Embedded Wallet Solution

Recovery

Recovery for an embedded MPC wallet — the four lifecycle events, the sealed recovery bundle, restore() on a fresh device, credential rotation, and how to layer a product-level guardian flow on top of the SDK primitives.

Recovery

A long-lived embedded wallet faces four distinct lifecycle events. The right tool differs for each — there is no single "recovery" method on the SDK.

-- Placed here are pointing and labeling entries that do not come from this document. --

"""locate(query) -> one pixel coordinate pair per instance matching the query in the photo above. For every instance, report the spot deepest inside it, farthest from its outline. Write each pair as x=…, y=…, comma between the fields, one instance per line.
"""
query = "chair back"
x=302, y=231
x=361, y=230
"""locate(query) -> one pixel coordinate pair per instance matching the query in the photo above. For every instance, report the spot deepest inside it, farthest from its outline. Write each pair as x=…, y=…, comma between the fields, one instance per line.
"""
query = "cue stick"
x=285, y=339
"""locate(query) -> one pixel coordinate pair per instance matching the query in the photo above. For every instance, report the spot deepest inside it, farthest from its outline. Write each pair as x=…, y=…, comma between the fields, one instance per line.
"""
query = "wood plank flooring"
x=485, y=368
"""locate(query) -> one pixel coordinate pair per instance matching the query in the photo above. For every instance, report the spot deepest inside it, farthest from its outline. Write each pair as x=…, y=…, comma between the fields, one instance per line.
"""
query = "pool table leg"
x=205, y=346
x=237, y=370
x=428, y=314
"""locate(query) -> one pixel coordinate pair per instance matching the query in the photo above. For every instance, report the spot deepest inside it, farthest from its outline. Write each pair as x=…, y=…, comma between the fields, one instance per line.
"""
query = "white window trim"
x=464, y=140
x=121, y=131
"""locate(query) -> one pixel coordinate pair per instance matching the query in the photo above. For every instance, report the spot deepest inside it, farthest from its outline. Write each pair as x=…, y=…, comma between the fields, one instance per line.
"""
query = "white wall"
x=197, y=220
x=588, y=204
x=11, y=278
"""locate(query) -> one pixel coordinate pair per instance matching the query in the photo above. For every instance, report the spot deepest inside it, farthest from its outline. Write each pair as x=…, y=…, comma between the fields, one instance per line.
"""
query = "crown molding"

EventToolPreserves on-chain address?
Process restart, same devicesigner.load({ signerId, blob, passphrase })Yes
Device swap, user still has the export blobsigner.load({ signerId, blob, passphrase })Yes
Device lost, no export blob — rehydrate from the sealed recovery bundlesigner.load({ signerId, recoveryBundle, recovery })Yes
Rotate the recovery credentialloaded.rotateRecoveryCredential({ oldRecovery, newRecovery })Yes — returns a fresh bundle
Rotate the share material (security hygiene)loaded.reshare({ passphrase })Yes

Each path uses the actual SDK primitives — there is no email/SMS/passkey "guardian channel" concept built into the SDK. A product-level guardian flow (notify contacts, collect approvals, gate restore) is something you build at the application layer on top of these primitives; the SDK's job is the cryptographic state transition.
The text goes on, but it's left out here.